Just last week, I phoned Jim to ask him for the specs on hanging kestrel and bluebird boxes. And I learned that: kestrels desire to have theirs on the edge of forest and grassland and at least 10 feet up; bluebirds like theirs out in the open grasslands, at least five feet high; both need to have the openings facing north to "keep the kids from getting too hot."
"Thanks Jim, here's to a great day today. Are you going eagling?"
"Why yes we are; we're just heading out the door."
And so goes the daily life of Jim Anderson. On his 85th birthday recently, he and his lovely wife, Sue, were observing and documenting our Central Oregon wildlife. Presently, Jim and Sue are in their third year of a five-year golden eagle study. What a special life!
If you know Jim Anderson, I don't have to tell you how very special he is, because you already know. He always has time to look directly into your eyes while sincerely listening to your stories and your questions, and responding with enthusiasm, interest, and imparting a bit of knowledge. I have witnessed Jim in many settings with people of all ages, imparting nature knowledge and igniting a fire of curiosity to learn more, to go outside and see, smell, feel, and taste it.
Usually packing a live great horned owl on his arm, he hooks his audience with real-life story after story. And magically, we all learn a bit more. Which naturally leads to caring a bit more. Which ultimately leads to taking positive actions toward stewardship of this wonderful planet and her creatures.
Jim Anderson is "one of the good ones" and the natural world of Central Oregon is better because of his diligent work.

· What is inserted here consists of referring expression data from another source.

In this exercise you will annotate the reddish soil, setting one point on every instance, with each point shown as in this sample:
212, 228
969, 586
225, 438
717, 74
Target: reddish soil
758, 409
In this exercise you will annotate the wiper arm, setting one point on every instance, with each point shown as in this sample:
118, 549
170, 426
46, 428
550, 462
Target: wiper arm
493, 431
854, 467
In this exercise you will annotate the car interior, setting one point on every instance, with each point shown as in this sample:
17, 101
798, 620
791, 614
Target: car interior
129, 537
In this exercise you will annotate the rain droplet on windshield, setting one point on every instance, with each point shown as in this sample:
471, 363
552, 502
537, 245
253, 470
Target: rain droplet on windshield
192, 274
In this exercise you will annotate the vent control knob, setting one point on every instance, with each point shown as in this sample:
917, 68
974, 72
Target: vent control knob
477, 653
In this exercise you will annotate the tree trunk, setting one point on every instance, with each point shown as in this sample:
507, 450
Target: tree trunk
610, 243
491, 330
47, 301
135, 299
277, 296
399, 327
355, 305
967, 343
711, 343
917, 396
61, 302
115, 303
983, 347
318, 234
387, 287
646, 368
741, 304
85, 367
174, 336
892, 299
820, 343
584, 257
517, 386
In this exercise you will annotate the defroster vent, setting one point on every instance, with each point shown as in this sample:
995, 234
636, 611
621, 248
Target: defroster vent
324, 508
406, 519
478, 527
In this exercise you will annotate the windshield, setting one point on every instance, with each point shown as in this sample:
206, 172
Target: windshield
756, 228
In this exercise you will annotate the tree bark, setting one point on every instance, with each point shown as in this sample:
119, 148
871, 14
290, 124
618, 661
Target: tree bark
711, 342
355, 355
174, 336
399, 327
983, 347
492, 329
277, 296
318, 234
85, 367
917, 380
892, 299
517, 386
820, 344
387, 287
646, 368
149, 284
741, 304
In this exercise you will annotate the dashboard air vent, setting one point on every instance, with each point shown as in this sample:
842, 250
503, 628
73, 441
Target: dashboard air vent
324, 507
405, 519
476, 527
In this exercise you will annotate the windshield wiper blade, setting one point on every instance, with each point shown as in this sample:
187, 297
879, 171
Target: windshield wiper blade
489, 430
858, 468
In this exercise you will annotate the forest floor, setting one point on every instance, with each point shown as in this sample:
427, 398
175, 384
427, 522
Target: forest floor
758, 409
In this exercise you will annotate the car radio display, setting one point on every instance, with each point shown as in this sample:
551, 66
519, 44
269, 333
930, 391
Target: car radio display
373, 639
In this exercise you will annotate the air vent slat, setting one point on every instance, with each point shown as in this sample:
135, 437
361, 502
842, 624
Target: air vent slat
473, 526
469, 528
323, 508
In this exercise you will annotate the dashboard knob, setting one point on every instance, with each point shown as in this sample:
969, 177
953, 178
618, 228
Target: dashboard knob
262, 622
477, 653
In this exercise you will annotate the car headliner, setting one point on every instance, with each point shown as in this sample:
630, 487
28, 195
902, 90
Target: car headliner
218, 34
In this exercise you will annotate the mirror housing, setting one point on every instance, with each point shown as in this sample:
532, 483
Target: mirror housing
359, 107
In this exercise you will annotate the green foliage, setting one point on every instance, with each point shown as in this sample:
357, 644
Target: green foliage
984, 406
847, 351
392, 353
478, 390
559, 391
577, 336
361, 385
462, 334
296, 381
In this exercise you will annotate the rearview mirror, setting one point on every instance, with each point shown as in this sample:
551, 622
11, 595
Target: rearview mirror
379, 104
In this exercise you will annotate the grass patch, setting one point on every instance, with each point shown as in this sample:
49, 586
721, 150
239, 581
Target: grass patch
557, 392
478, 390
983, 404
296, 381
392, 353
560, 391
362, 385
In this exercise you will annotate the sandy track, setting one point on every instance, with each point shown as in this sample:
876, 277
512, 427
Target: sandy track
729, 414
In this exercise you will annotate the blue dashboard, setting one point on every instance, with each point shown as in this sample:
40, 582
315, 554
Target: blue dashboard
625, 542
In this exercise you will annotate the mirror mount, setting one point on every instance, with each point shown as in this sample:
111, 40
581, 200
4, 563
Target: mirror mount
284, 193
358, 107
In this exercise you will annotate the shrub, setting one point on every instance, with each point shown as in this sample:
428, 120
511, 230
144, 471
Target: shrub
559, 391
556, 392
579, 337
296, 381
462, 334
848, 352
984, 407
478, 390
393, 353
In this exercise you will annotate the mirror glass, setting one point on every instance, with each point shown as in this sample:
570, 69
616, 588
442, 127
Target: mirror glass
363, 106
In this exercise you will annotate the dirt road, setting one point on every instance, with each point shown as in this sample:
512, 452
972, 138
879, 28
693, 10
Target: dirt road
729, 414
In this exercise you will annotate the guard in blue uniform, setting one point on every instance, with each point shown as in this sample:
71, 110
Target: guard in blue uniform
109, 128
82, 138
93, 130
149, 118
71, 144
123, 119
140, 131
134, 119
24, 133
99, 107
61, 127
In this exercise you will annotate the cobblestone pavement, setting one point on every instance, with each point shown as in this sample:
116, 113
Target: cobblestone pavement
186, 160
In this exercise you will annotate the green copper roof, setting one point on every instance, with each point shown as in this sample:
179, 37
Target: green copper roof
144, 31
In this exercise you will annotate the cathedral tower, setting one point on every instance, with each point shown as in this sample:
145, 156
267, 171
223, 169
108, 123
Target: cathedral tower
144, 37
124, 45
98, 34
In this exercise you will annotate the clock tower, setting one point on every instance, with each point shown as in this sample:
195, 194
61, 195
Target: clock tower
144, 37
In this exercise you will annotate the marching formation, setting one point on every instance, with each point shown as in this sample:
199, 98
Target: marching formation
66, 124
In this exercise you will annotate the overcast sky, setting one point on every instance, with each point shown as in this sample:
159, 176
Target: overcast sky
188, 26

The first time I heard Jim use that term was when I took my handsome date with me to check on my dear friend at St. Charles. Jim had suffered a mild heart attack the night before and I was worried. When we walked in the room, we did not find a bed-ridden, ill man. Jim was bouncing around his tiny space, working on his laptop, writing in his notebook, checking on the news. He greeted us with his usual bear hug and twinkle in his eye and ask us how we were faring! He complemented the lovely doctors and nurses that saved his life and thanked me for bringing him my tape player and CDs. As we departed he said to my friend, "take good care of her, she's one of the good ones." My heart swelled with gratitude and pride at that compliment. Jim had made me feel special. Jim makes a lot of people feel special with his generous compliments and smile.
"Jim Anderson is one of the best storytellers and naturalists I have ever met," stated Robert Michael Pyle last week, when he gave a book reading at Paulina Springs Books. How many of you Sisters folks have heard a tale or two from Jim? And what did you learn? And better yet, what were you inspired to DO? Jim leads by example. He walks his talk, every day, everywhere. I've been on walks with him at Camp Polk Meadow, driven "the circle" on the annual Bald Eagle Winter Count, learned about our life-giving bees and how their honey can chase those nasty spring allergies away. A whole bunch of us, with necks cranked back, observed and learned really cool stuff about bats on a dark summer evening in Drake Park.
I will never forget the powerful grip of a great horned owl as Jim passed him to my gloved forearm. And I have the delightful memory of watching this Pied Piper magnetize people. Jim loaded up an owl, Sue, Miriam, Caleb in the old green Suburban, and drove up to the Columbia River Gorge to help me out by giving a talk at my guest speaker series at the lovely Skamania Lodge. Jim and owl entered through the foyer, and by the time he walked through the great room and out onto the back patio, he had collected more than 200 curious folks!
Happy Birthday Jim - revered scientist, storyteller, husband, father, grandfather, and life-long learner. May the next chapters, my dear friend, be just as exciting and rewarding. We all admire, respect, and love you very much. Because you're "one of the good ones!"